Any ideas on how to attack this would be greatly appreciated. Thanks.


Solution

  • The source of your problem is that your XML has a default namespace (http://www.XXXXX.com), so each attempt to locate an element must include this namespace (your code failed on this detail).

    To process your XML file I used the following code:

    1. Import:

      from lxml import etree as et
      
    2. Read the XML file:

      parser = et.XMLParser(remove_blank_text=True)
      tree = et.parse('Instrum.xml', parser)
      root = tree.getroot()
      
    3. Define the namespace used:

      ns = {'xx': 'http://www.XXXXX.com'}
      

      (will be used below).

    4. Fill tree1 with text content of children of each Instrument_Root:

      tree1 = []
      for elem in root.findall('xx:Instrument_Root/*', ns):
          txt = elem.text
          if txt is not None:
              tree1.append(txt)
      

      Note that Instrument_Root is a direct descendant of the root node, so it is enough to put just the node name.

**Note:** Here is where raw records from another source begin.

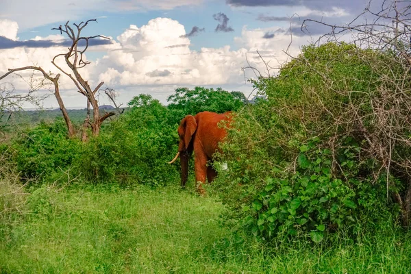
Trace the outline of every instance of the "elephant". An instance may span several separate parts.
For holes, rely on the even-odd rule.
[[[203,112],[195,116],[187,115],[182,120],[178,127],[179,144],[177,155],[169,162],[173,164],[179,156],[181,164],[181,185],[185,186],[188,177],[188,159],[194,151],[194,166],[197,191],[204,194],[202,184],[206,178],[209,183],[217,175],[216,171],[211,166],[207,166],[208,161],[214,160],[213,154],[219,150],[219,142],[227,136],[224,128],[219,127],[221,121],[231,120],[231,112],[217,114]]]

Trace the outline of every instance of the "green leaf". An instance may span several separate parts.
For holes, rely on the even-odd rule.
[[[301,218],[301,219],[298,219],[297,223],[299,223],[299,225],[303,225],[308,221],[308,220],[307,220],[306,218]]]
[[[250,209],[250,207],[248,206],[243,206],[242,208],[243,212],[245,212],[249,210],[249,209]]]
[[[295,214],[297,214],[297,212],[295,212],[295,210],[292,210],[291,208],[288,208],[288,212],[290,212],[290,214],[291,214],[291,216],[295,216]]]
[[[356,203],[354,203],[353,201],[352,201],[350,199],[347,199],[345,201],[344,201],[344,204],[345,205],[345,206],[351,208],[353,210],[357,208],[357,205],[356,205]]]
[[[324,231],[325,229],[325,225],[317,225],[317,229],[319,229],[319,231]]]
[[[298,156],[298,164],[301,169],[307,169],[310,166],[310,161],[304,154],[300,154]]]
[[[274,188],[274,185],[272,184],[268,184],[266,186],[264,190],[266,191],[270,191],[271,190],[272,190]]]
[[[258,211],[262,208],[262,203],[259,202],[258,201],[254,201],[253,202],[253,208],[256,210]]]
[[[304,145],[300,147],[300,151],[301,152],[306,152],[308,151],[308,149],[310,149],[310,148],[308,145]]]
[[[296,210],[301,204],[301,200],[299,198],[295,198],[290,203],[290,208]]]
[[[320,242],[324,238],[324,234],[322,232],[312,231],[310,232],[311,240],[314,242]]]

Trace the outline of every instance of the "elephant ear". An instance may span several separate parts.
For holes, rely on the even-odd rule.
[[[188,148],[188,145],[191,141],[192,134],[197,129],[197,122],[192,115],[187,115],[184,118],[186,122],[186,131],[184,132],[184,144],[186,145],[186,149]]]

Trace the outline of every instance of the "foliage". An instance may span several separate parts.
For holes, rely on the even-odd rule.
[[[319,242],[327,231],[356,234],[390,218],[384,188],[361,177],[364,167],[356,158],[360,148],[338,151],[341,170],[335,175],[331,151],[319,147],[316,139],[301,146],[295,173],[267,178],[251,206],[243,208],[255,235],[269,238],[303,232]]]
[[[14,215],[21,212],[26,199],[26,193],[19,184],[16,169],[12,164],[10,149],[0,147],[0,238],[2,226],[7,226]]]
[[[399,206],[387,201],[387,191],[404,189],[407,181],[393,172],[393,162],[411,155],[400,141],[395,148],[382,136],[391,131],[406,138],[410,82],[388,78],[408,75],[387,66],[391,58],[346,44],[308,46],[278,77],[254,82],[268,101],[239,113],[222,146],[229,171],[217,184],[234,217],[245,218],[266,239],[298,234],[316,242],[324,232],[353,236],[395,219]],[[395,93],[399,87],[401,93]],[[394,105],[387,95],[397,101],[403,96],[391,120],[404,121],[401,130],[382,124],[394,113],[388,113]],[[397,154],[387,175],[390,147]]]
[[[26,181],[55,182],[64,171],[76,166],[83,144],[66,136],[67,129],[60,119],[53,123],[42,122],[16,138],[12,147],[21,177]]]
[[[177,123],[187,114],[195,115],[203,111],[223,113],[238,110],[247,99],[242,92],[229,92],[220,88],[216,90],[197,86],[193,90],[179,88],[167,98],[168,108]]]
[[[129,107],[88,144],[82,162],[86,179],[162,185],[177,178],[177,166],[166,164],[177,143],[169,110],[147,95],[134,97]]]
[[[406,273],[411,237],[382,224],[356,241],[262,245],[221,224],[224,207],[177,188],[83,185],[0,229],[1,273]],[[40,195],[40,192],[44,195]],[[45,218],[47,216],[47,218]],[[0,223],[1,227],[2,223]]]

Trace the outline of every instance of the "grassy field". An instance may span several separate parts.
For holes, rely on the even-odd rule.
[[[1,273],[407,273],[410,235],[392,229],[264,247],[221,222],[224,207],[177,188],[41,188],[0,224]]]

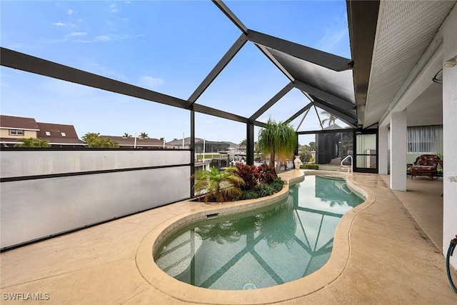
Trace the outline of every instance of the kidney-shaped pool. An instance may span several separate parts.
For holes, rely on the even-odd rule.
[[[286,199],[266,208],[186,226],[155,261],[169,275],[199,287],[243,290],[306,276],[330,258],[345,212],[363,202],[341,177],[308,176]]]

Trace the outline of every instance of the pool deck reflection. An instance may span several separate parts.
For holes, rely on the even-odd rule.
[[[281,176],[294,179],[303,172]],[[2,253],[1,304],[9,303],[5,293],[49,294],[49,300],[24,301],[48,304],[456,304],[433,229],[441,224],[423,222],[430,198],[417,186],[428,183],[428,193],[438,188],[427,212],[438,219],[442,178],[408,179],[408,191],[401,194],[387,187],[386,176],[351,174],[347,179],[365,190],[367,201],[343,217],[328,263],[306,278],[235,292],[194,287],[167,276],[151,254],[164,230],[180,219],[249,205],[185,201]]]

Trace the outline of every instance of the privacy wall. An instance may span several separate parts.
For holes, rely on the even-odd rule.
[[[189,150],[2,150],[1,248],[188,199]]]

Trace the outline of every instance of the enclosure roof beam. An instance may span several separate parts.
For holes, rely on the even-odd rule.
[[[312,95],[311,97],[314,100],[313,103],[315,106],[317,106],[321,109],[333,114],[335,116],[338,117],[338,119],[341,119],[341,121],[349,125],[351,127],[357,128],[357,120],[355,118],[355,115],[342,112],[343,111],[338,111],[333,108],[331,105],[330,105],[325,101],[323,101]]]
[[[297,131],[297,134],[337,134],[338,132],[352,132],[353,129],[324,129],[310,130],[306,131]]]
[[[53,77],[93,88],[189,109],[189,101],[9,49],[0,49],[0,64],[12,69]]]
[[[305,106],[304,107],[303,107],[301,109],[298,110],[297,111],[296,114],[293,114],[292,116],[291,116],[290,118],[288,118],[287,120],[286,120],[286,122],[291,122],[292,121],[293,121],[294,119],[296,119],[297,117],[298,117],[298,116],[301,114],[303,114],[303,112],[305,112],[306,110],[309,109],[310,108],[311,108],[311,106],[313,106],[313,103],[309,103],[308,105]]]
[[[213,3],[219,8],[221,11],[227,16],[238,28],[245,34],[248,34],[248,28],[243,24],[243,22],[238,19],[236,15],[227,7],[221,0],[212,0]]]
[[[274,105],[276,101],[279,101],[283,96],[285,96],[288,91],[291,91],[293,88],[293,83],[290,82],[284,88],[283,88],[279,92],[278,92],[274,96],[271,98],[265,104],[265,105],[262,106],[262,107],[257,110],[255,114],[253,114],[250,118],[250,120],[255,120],[258,119],[260,116],[263,114],[265,111],[266,111],[270,107]]]
[[[200,86],[195,90],[195,91],[191,95],[188,101],[191,104],[195,103],[195,101],[200,97],[200,96],[204,92],[205,90],[209,86],[209,85],[216,79],[218,75],[222,71],[224,68],[230,62],[230,61],[236,55],[238,51],[241,49],[243,46],[247,41],[247,37],[245,34],[242,34],[235,43],[231,46],[227,52],[221,59],[219,63],[213,68],[211,71],[206,76],[205,79],[200,84]]]
[[[351,59],[248,29],[248,40],[333,71],[352,69]]]
[[[236,114],[231,114],[230,112],[224,111],[222,110],[216,109],[214,108],[209,107],[207,106],[201,105],[199,104],[194,104],[194,110],[196,112],[208,114],[213,116],[217,116],[228,120],[235,121],[240,123],[253,124],[256,126],[263,127],[265,126],[265,123],[262,123],[257,121],[252,121],[244,116],[238,116]]]
[[[313,87],[313,86],[302,83],[299,81],[295,81],[293,84],[295,84],[296,88],[298,88],[300,90],[308,93],[309,95],[317,96],[319,99],[327,101],[328,103],[341,108],[341,109],[353,110],[356,109],[356,105],[353,103],[346,101],[338,96],[335,96],[333,94]]]

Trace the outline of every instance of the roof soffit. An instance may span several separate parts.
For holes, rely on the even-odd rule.
[[[383,2],[364,127],[378,122],[386,113],[455,4],[454,1]]]

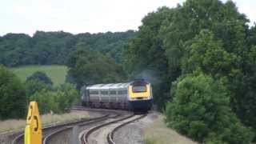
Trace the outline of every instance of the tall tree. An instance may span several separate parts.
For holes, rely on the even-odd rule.
[[[0,66],[0,119],[25,118],[27,98],[21,81]]]
[[[84,84],[122,82],[122,67],[99,53],[78,49],[67,62],[68,74],[78,87]]]

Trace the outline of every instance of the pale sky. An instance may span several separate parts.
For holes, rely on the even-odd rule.
[[[138,30],[142,18],[159,6],[185,0],[1,0],[0,35],[36,30],[72,34]],[[226,0],[222,0],[226,1]],[[234,0],[238,10],[256,22],[255,0]]]

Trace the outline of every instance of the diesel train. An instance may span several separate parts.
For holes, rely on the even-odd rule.
[[[96,108],[146,111],[152,106],[152,88],[144,79],[127,83],[84,86],[81,89],[82,103]]]

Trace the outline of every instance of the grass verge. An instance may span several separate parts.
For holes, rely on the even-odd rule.
[[[166,127],[164,117],[160,115],[143,131],[145,144],[197,144],[174,130]]]
[[[62,114],[43,114],[41,116],[42,125],[47,125],[54,122],[64,122],[89,118],[89,114],[85,111],[71,111],[70,113]],[[8,119],[0,121],[0,133],[9,130],[17,130],[25,128],[25,119]]]

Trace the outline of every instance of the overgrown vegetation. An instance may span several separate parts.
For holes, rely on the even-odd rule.
[[[0,119],[25,116],[27,99],[26,91],[17,76],[0,66]]]
[[[64,65],[78,47],[100,52],[119,62],[123,46],[134,34],[132,30],[75,35],[63,31],[37,31],[33,37],[7,34],[0,37],[0,63],[6,66]]]
[[[26,81],[40,81],[47,85],[53,85],[51,79],[44,72],[36,71],[26,78]]]
[[[67,62],[67,80],[78,87],[84,84],[118,82],[124,79],[121,66],[100,53],[78,49]]]
[[[174,8],[159,8],[142,19],[142,25],[129,43],[125,59],[127,74],[134,78],[146,71],[146,77],[153,78],[155,102],[163,110],[169,102],[167,122],[178,131],[212,143],[250,143],[251,133],[245,126],[256,132],[256,89],[253,84],[256,78],[256,26],[250,27],[248,22],[231,1],[186,0]],[[198,86],[206,81],[198,75],[210,79],[207,81],[213,84],[205,82],[209,88]],[[194,78],[195,83],[190,86],[196,88],[186,88],[186,92],[172,85]],[[214,84],[219,82],[222,85]],[[225,90],[220,91],[222,86]],[[221,111],[218,109],[213,114],[226,111],[230,116],[214,119],[214,124],[222,124],[222,129],[210,128],[209,119],[205,119],[205,114],[211,114],[205,106],[216,101],[212,98],[212,93],[216,92],[223,99],[215,96],[220,102],[214,105],[219,106]],[[194,97],[200,98],[188,98]],[[202,103],[205,100],[210,103]],[[185,114],[186,110],[189,112]],[[212,142],[211,138],[217,139]]]
[[[60,86],[65,83],[66,76],[67,74],[67,67],[65,66],[25,66],[10,68],[21,80],[25,82],[26,78],[37,71],[45,73],[50,78],[54,86]]]
[[[42,73],[36,72],[22,83],[6,67],[0,66],[0,119],[25,118],[30,101],[38,103],[41,114],[68,112],[78,102],[78,92],[74,85],[54,87],[48,77],[38,77],[38,74]]]
[[[188,75],[179,79],[173,89],[173,102],[166,107],[170,127],[206,143],[251,142],[253,133],[231,110],[230,92],[222,80],[203,74]]]

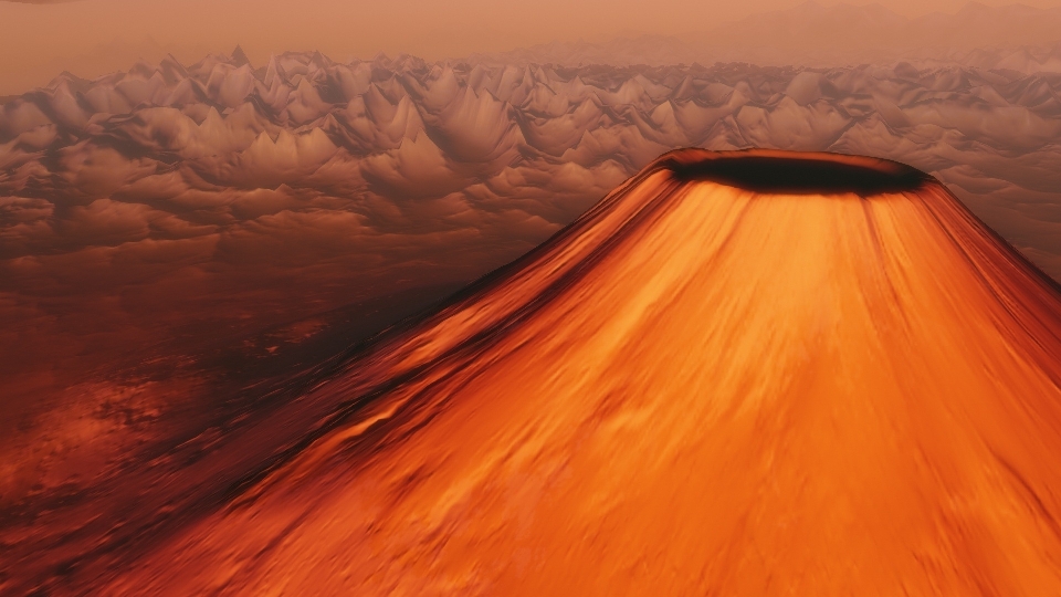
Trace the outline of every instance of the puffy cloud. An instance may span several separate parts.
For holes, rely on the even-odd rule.
[[[567,69],[298,53],[260,71],[212,56],[63,76],[0,106],[0,375],[13,392],[0,420],[108,394],[165,411],[178,386],[218,379],[233,395],[259,391],[246,371],[285,358],[266,350],[284,342],[262,339],[287,337],[274,326],[342,350],[343,338],[304,338],[408,314],[388,297],[408,310],[438,298],[683,145],[908,163],[1061,277],[1059,94],[1050,74],[955,65]],[[376,306],[356,306],[366,301]],[[94,408],[55,425],[77,438],[124,429],[80,420]]]

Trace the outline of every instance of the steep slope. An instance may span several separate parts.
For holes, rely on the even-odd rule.
[[[912,168],[672,153],[104,591],[1053,594],[1059,334]]]

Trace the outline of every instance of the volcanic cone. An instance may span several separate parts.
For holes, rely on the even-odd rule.
[[[1058,595],[1059,334],[922,172],[668,154],[106,593]]]

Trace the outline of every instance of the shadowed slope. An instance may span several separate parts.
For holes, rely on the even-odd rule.
[[[906,178],[717,182],[779,164]],[[1053,594],[1059,332],[927,177],[669,154],[313,390],[348,406],[106,593]]]

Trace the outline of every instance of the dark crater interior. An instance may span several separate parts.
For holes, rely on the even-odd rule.
[[[679,180],[710,180],[756,192],[789,195],[841,195],[862,197],[883,192],[912,191],[921,187],[927,175],[894,161],[873,160],[860,165],[801,157],[734,156],[666,167]]]

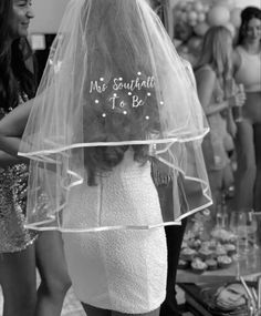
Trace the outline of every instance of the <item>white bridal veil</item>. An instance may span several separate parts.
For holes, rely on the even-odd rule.
[[[116,228],[102,221],[95,227],[63,223],[70,190],[87,181],[91,147],[149,146],[152,160],[174,179],[175,206],[163,210],[156,225],[207,207],[207,132],[191,78],[146,0],[72,0],[20,146],[19,154],[31,160],[27,226]]]

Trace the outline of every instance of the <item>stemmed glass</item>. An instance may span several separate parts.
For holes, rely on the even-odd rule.
[[[229,228],[237,237],[237,256],[244,257],[248,253],[248,214],[244,211],[230,213]]]

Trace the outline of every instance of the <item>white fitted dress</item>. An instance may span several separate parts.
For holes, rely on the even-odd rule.
[[[101,212],[98,213],[97,210]],[[75,186],[64,212],[65,226],[114,223],[155,224],[161,218],[150,164],[133,151],[98,185]],[[167,247],[164,227],[148,231],[63,233],[65,257],[77,298],[126,314],[157,309],[166,296]]]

    5. Fill tree2 with text content of children of each Instrument_Rating:

      tree2 = []
      for elem in root.findall('.//xx:Instrument_Rating/*', ns):
          txt = elem.text
          if txt is not None and len(txt.strip()) > 0:
              tree2.append(txt)
      

      This time Instrument_Rating is located somewhere deeper in the XML tree, so XPath must include // to perform "all levels" search.

      I added also some logic to avoid appending either non-existing text or text containing only "while" chars (delete it if you don't want to skip them).

    For your XML input sample I got:

    1. tree1:

      ['831295951', '831275547', '18705', 'Pass-Through', 'PAS', '2020-03-21T00:00:00',
       'AUD', 'N', '2051-03-21T00:00:00', '2051', '2020-03-21T00:00:00', '7.2534316791',
       'N', 'N', 'Class B', '24657', 'PASS-THRU CTFS', '24922', 'Not Applicable',
       '26', 'Floating', 'FLT', '16', 'Monthly', 'MON', 'MBS - Prime', 'Class B',
       'AUSTRALIA', '11.2500000000', 'Y', '3']
      
    2. tree2:

      ['831295951', '37203', '2020-03-02T01:30:03', '831295958', 'I', 'Senior Secured',
       '18705', 'Pass-Through', 'PAS', '25636', 'Long-Term Debt Rating', 'LT',
       '18743', 'Senior Secured', 'SS', '25648', 'Credit Risk', '5734', 'Enhanced',
       'ENH', '19142', 'Local Currency', 'NR', '0', '19102', 'DECISION NOT TO RATE',
       'NR', '534', 'Long-Term Debt Rating', 'LT', 'ENH', '2020-03-02T17:30:03', '25530',
       'DECISION NOT TO RATE', '20525', 'Australian Dollar', 'AUD', '1', 'Y']
      

    Note that there is no need for any nested loops.

    I think that based on the code above you will know how to extract content to fill tree3 and tree4.